Significance in music history
From approximately 1920 to 1955, Central Avenue was the heart of the African-American community in Los Angeles, with active rhythm and blues and jazz music scenes.[2][3] Local luminaries included Eric Dolphy, Art Pepper, Chico Hamilton, Clora Bryant, and Charles Mingus. Other jazz and R&B musicians associated with Central Avenue in LA include Benny Carter, Buddy Collette, Dexter Gordon, Lionel Hampton, Hampton Hawes, Big Jay McNeely, Johnny Otis, Shifty Henry, Charlie Parker (briefly), Gerald Wilson, Anthony Ortega, Onzy Matthews and Teddy Wilson. Commenting on its historical prominence, Wynton Marsalis once remarked that "Central Avenue was the 52nd Street of Los Angeles."[4] Although Central Avenue is no longer the thriving jazz center it was, its legacy is preserved by the Central Avenue Jazz Festival and a small number of jazz clubs, including Bluewhale in Little Tokyo.

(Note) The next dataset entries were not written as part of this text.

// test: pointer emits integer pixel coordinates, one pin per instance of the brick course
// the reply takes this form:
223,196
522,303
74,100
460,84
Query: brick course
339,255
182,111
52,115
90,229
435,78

Leon Hefflin Sr. produced the first largest outdoor jazz entertainment event of its kind, the “Cavalcade of Jazz,” held at Wrigley Field which was located on 42nd place in Los Angeles, part of the Central Ave Jazz Scene and showcased over 125 artist from 1945 to 1958.[5] The Cavalcade of Jazz concerts were the stepping stone to success for such stars as Toni Harper, Dinah Washington, Roy Milton, Frankie Lane and others.[6] He also hosted a beauty contest at the events. His first COJ show starred Count Basie, The Honey Drippers, Valaida Snow, Joe Turner, The Peters Sisters, Slime and Bam and more artists on September 23, 1945 with a crowd of 15,000.[7]

Jefferson High School, located south east of Downtown Los Angeles, served as a school to a community that not only was located at the heart of South Central’s jazz scene at the time (in the 1930s), but also one that nurtured Jazz affluent students. These students, who would later go on to establish themselves as either jazz/blues artists/singers, would follow robust music curriculum, which included courses in music theory, music appreciation, harmony, counterpoint, orchestra, band and choir.[8] Many of Central Avenue’s most accomplished jazz, blues, and bebop players were graduates of this public high school just off the Avenue. The origin of jazz in Los Angeles has been attributed to a number of musicians who moved there from New Orleans.[8] Nightclubs became the physical manifestation of jazz music, and these were mainly located along Central Avenue from Little Tokyo to Watts. The school produced many prominent musicians, including Etta James, Curtis Williams, Big Jay McNeely, and Richard Berry.

Jefferson High School served as a pivotal structure to a newly established African-American enclave after the turn of the 20th century.[9] The same way many know Harlem as a historically African-American enclave, the area in and around Central Ave was ironically referred to as “Little Harlem” due to its striking similarities. Harlem’s Apollo theatre and its importance to the neighborhood can be taken by the same token in referring to the many Jazz clubs on Central Ave. However, in this case, looking at the ethnographic nature of Central Ave and its establishing of a Jazz scene and culture, Jefferson High School’s contribution cannot be overstated. Such an institution served in nurturing students, musicians, and athletes—all the while sparking an inevitable culture of Jazz within the already affluent Jazz population.[10]

Central Ave paved way for many historic happenings in Los Angeles, most importantly being the many significant structures that contributed to both the creation of an African-American enclave and Jazz scene on the West Coast. It was in 1920, when the Jazz scene on Central began to swing, and from 1920 to 1955 it was the heart of the African-American community in Los Angeles.[8]

Lionel Hampton composed and performed a tune called "Central Avenue Breakdown". Dave Alvin's tribute to Big Joe Turner, "The Boss of the Blues", describes a drive down Central Avenue and Turner's reminiscences about the scene. Lionel Hampton performed for the 2nd, 5th, 6th, 7th and the 11th Cavalcade of Jazz concerts. The crowning of the first Cavalcade of Jazz Queen was postponed due to a showdown between Big Joe Turner and Lionel Hampton's band at the 5th concert. The crowd started throwing pillows, programs, and bottles into the field as the band parading back to the stage.[11]

Underground rapper Bones names a song "CentralAve" on album "Rotten" (2014).